Higher Availability and Global Scalability

Supports seamless inter-database Service failover among replicated databases located in any data centers, thus yielding higher application availability.

GDS provides application scalability on demand by allowing dynamic addition of databases. It allows replicated databases to be added to the GDS infrastructure dynamically and transparently to obtain additional resource capability to scale the application workloads. GDS allows this with no change to the application configuration or client connectivity.

Better Performance and Elasticity

With integrated load balancing across multiple databases, GDS addresses inter-region resource fragmentation. Under-utilized resources in one region can now be put to work to shoulder the workload of over-utilized resources of another region and thus achieves optimal resource utilization.

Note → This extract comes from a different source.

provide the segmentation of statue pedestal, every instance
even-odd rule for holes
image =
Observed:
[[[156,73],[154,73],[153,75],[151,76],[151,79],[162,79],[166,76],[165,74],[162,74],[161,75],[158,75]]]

In a GDS Pool, containing replicated databases running on database servers of different processor generations and different resources (CPU, memory, I/O), GDS sends work requests to less powerful databases, but not until more powerful databases are overloaded and thus strives in equalizing the response time.

Improved Manageability

GDS configuration can be administered either by the GDSCTL command-line interface or Oracle Enterprise Manager Cloud Control 12c graphical user interface. With centralized administration of global resources, geographically dispersed replicated databases, whether regional or global, can now be effectively utilized within the unified framework of GDS.

Centralized workload management of replicated databases, inter-database Service failover and run-time load balancing are unique features of GDS. GDS enables a truly elastic and agile enterprise and extends the benefits of private data cloud.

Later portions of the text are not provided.